There’s things in which the game designer assumed no one could ever change that, so they don’t state it. And the… game players are… one of the things you’ll learn, I like to joke that the game players are the Borg. So the Borg on the show Star Trek, Star Trek the Next Generation, were this alien race that whenever you threw a weapon at them, they learned from it. And then the next time you tried to use that weapon, it was immune to it because they’d figured out how to counteract it.

And so I joke that the game players are kind of like the Borg. Like, whatever trick you throw at them, they’re going to learn from it. You can’t use the same thing twice. And that Magic is always bending over backwards trying to figure out new ways to sort of throw things at the players that they don’t expect. Because stuff we’ve done before, they do expect.

So one of the things that rules do that’s very, very important is you need to create a sense of structure for your audience. That you need to let them know what they can and can’t do. And sort of connected to this is boundaries. So create structure, so it allows you to know what you can do within the context, and it creates a boundary that tells you what’s out of bounds.

And that is very important, because game players—there is no out of bounds for a game player. That game players will like, I need to do this, okay. And you need to tell them what they can’t do. So one of the things that’s really important when creating rules is it’s just as important to define what they can’t do as what they can do. Because if you tell them what they can do, and assume that it will imply what they can’t do, players will take it very literally.

Rules, for example—since rules are a sort of mental challenge, a game player says, “Okay. I will follow the rules to the letter of the law. But anything the rules allow that they don’t expressly forbid are within the context.

And so as a designer—on some level, so one of the things that’s very interesting, by the way, when you make rules, is you kind of have to put on a lawyer hat. You kind of have to act like a lawyer. Because your players will try—you need to be crystal clear and letter perfect in what you are trying to say, because the players will work under your rules to try to figure out what they can and can’t do. And if you’re not explicit, they will take advantage of loopholes. They will definitively take advantage of loopholes.

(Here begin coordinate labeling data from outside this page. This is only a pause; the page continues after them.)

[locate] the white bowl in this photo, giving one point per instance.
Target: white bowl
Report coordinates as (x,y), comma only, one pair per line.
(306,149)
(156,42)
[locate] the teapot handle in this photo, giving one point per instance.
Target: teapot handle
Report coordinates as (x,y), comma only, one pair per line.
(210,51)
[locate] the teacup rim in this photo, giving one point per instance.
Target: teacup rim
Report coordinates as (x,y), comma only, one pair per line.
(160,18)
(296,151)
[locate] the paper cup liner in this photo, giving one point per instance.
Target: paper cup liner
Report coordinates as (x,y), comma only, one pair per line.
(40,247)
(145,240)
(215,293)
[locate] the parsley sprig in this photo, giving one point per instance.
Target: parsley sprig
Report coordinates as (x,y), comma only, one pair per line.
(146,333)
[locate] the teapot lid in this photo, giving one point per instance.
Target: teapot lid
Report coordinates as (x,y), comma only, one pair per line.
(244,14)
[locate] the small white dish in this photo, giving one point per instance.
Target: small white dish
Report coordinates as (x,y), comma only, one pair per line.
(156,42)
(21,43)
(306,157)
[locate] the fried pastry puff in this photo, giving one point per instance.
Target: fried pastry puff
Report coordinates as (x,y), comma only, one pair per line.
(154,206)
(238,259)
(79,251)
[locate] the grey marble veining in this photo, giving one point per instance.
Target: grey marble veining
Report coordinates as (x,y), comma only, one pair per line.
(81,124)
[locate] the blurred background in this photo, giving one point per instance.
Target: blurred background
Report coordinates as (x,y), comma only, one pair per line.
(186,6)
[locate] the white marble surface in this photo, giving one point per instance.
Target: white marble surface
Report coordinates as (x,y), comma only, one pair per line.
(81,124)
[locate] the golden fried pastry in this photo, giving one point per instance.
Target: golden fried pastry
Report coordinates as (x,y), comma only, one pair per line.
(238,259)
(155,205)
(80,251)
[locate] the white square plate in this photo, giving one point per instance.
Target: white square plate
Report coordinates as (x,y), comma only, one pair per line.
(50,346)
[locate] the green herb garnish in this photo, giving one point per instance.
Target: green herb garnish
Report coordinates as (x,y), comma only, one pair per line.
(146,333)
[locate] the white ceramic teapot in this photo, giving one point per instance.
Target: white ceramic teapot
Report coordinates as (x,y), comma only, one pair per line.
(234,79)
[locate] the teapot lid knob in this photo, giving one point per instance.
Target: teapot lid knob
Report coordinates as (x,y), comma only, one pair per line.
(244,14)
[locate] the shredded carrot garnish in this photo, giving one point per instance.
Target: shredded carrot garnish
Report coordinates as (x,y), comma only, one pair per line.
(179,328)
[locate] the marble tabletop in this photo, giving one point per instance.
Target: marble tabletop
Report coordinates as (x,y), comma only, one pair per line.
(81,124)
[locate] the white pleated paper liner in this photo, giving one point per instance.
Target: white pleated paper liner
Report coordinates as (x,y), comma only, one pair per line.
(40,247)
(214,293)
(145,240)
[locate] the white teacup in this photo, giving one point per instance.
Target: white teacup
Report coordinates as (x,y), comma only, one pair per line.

And so one of the things I always say is, when you think you understand your game, you have your rules, write the rules down. And then what you need to do is show it to somebody who doesn’t know your game. And then, after they read the rules, without any guidance from you—in fact, probably you don’t even want to be in the room. One of the things we often do when we’re testing out games is we do—we put them behind a two-way mirror. It’s what’s called “focus testing.”

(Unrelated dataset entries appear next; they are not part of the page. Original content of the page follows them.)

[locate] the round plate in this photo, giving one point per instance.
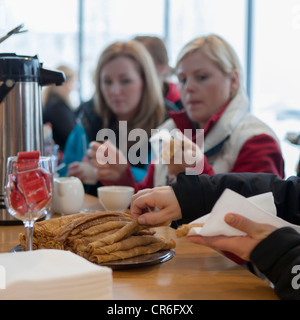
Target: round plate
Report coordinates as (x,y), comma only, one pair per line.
(136,262)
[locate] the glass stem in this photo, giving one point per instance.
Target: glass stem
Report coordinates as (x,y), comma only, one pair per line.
(29,234)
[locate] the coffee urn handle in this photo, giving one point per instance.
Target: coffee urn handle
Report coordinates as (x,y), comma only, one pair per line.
(48,77)
(5,88)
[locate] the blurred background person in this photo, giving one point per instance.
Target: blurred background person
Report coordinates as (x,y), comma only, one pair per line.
(127,89)
(211,89)
(57,108)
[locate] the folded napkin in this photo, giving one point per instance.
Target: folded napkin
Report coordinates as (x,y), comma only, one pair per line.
(53,275)
(260,209)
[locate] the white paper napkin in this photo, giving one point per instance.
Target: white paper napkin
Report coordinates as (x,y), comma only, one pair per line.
(53,275)
(260,209)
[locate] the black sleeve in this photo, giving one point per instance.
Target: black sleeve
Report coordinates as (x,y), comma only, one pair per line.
(198,194)
(276,257)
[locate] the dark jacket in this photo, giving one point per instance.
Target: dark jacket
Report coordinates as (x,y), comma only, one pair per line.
(277,256)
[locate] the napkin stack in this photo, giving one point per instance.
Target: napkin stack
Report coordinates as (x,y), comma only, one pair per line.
(53,275)
(260,209)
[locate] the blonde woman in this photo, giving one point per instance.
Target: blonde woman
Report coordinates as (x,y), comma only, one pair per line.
(211,89)
(127,91)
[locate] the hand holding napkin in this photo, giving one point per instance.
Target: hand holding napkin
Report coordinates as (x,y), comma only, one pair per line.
(53,275)
(260,209)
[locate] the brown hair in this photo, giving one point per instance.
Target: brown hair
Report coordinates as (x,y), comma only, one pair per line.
(151,112)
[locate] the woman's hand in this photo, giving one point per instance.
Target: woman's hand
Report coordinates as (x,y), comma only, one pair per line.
(240,246)
(110,162)
(145,204)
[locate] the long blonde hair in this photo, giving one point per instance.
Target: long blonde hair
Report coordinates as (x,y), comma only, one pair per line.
(151,112)
(217,50)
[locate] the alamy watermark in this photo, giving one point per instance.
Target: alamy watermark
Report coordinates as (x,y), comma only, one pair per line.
(182,152)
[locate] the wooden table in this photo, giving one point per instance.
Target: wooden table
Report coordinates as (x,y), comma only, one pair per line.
(195,273)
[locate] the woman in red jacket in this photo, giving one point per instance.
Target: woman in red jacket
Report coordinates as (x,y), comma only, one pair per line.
(211,90)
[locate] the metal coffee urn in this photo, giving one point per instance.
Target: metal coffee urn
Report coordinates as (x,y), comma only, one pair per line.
(21,123)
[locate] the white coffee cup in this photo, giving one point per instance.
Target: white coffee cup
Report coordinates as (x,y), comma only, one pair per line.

For example, some of the times we’ll put the game in a room, have two new players that have never played before, and nothing else. Nothing. The game. They have the rules as written in the game. No other person to help them. And see what they can do.

And people go astray really, really easily. In fact, rule-writing is insanely hard. And so what I recommend is, once you think you have your rules, get a person that doesn’t know your game. What I would recommend is, giving them the rules, and then getting some questions. But first let them look at the rules. Put your questions in like a little envelope or something. And say, okay. Read the rules. Once you think you understand the rules, answer these questions.

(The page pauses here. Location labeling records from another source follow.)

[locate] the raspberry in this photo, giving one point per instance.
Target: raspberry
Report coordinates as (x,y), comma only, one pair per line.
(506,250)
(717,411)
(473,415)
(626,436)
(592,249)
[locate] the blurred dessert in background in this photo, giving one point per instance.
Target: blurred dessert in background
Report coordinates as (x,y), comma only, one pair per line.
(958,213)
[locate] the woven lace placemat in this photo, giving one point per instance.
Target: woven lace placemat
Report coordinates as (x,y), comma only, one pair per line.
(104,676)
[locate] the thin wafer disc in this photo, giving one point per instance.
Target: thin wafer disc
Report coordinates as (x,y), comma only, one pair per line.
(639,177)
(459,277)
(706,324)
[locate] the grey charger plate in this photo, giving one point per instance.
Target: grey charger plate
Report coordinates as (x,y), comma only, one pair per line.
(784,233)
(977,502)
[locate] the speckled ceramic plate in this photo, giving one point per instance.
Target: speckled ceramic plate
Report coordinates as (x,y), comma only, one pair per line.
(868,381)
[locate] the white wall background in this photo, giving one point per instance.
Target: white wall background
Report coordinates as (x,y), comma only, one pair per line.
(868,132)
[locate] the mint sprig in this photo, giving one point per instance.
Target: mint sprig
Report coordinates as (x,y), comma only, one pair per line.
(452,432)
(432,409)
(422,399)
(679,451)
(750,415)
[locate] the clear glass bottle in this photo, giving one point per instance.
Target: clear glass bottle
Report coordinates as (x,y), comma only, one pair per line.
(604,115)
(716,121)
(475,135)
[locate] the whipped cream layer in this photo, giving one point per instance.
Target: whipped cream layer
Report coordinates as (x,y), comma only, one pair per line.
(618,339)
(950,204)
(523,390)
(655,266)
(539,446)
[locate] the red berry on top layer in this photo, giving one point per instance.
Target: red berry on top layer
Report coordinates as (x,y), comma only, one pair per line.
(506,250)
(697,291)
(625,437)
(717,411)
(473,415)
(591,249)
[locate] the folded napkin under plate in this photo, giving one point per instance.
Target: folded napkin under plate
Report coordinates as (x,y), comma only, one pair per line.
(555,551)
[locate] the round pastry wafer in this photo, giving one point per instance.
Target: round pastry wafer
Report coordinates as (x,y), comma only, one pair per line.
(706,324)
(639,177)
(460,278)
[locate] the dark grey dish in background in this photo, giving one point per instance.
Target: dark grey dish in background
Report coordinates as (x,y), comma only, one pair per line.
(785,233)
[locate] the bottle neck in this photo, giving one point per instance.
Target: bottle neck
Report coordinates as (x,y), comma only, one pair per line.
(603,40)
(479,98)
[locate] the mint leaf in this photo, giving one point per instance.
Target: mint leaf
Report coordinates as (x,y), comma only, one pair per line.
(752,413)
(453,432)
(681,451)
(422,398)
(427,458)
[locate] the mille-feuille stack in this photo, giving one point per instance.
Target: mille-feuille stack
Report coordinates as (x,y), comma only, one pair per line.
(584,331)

And then see how they answer the questions. You will be quite surprised. The other thing like we do in focus testing also is you can give them the instructions and just let them start playing. And see what they do. That also is very, very valuable. But just let them start playing. How do they think the game works when reading the rules.

Rules are insanely, insanely hard, and you need to have the rules early, and you need to work on them. Just as you need to iterate the game, you need to iterate your rules. And one of the things that’s very—so one of the things I’ll often talk to new designers is, okay.

You want to understand rules, so let’s start by not even making your own game. Let’s take an existing game. The game I always recommend is Tic-Tac-Toe. Let’s take Tic-Tac-Toe and write out the rules for Tic-Tac-Toe. Write them all. And then, what you’ve got to do is you’ve got to look back at them and see, did you really list everything?

And what I find is, as a good experiment, when I have people write the rules to Tic-Tac-Toe, usually when I look at them, they leave things out. They don’t have all of them. That they don’t assume corner cases or they don’t answer things like something as simple as who goes first. That there’s lots of questions that—and Tic-Tac-Toe is a simple game. That is not a complex game. But when you write out Tic-Tac-Toe, you will realize how many rules you have to write. That even a game as simple as Tic-Tac-Toe has a lot of rules, and that it is a lot more complex than you think.

Rule-writing is the kind of skill that will take you a lifetime to master. It’s that hard. But I do say if you’re trying to make a game, write the rules down, write it often. And so once again, make sure you declare what your boundaries are, what is off-limits for the game. And then, make sure that the rule are properly structuring your game.

One of the things I recommend when writing rules is to have a turn sequence. It’s to let players know—well, what you want to do is you want to bite-size your rules, which says, the game has an increment. It’s usually a turn, it may not be a turn. Your game has an increment. For that increment, explain exactly to the players what happens each time during the run of the increment. Usually it’s a turn.

But it’s sort of like, okay, beginning of the turn, this happens. And then this happens. And that what players really need is, they need a schedule. They need an outline. They need something that says, okay, when you’re playing, and it is very, very handy to give the player something visual that breaks down what they need to do.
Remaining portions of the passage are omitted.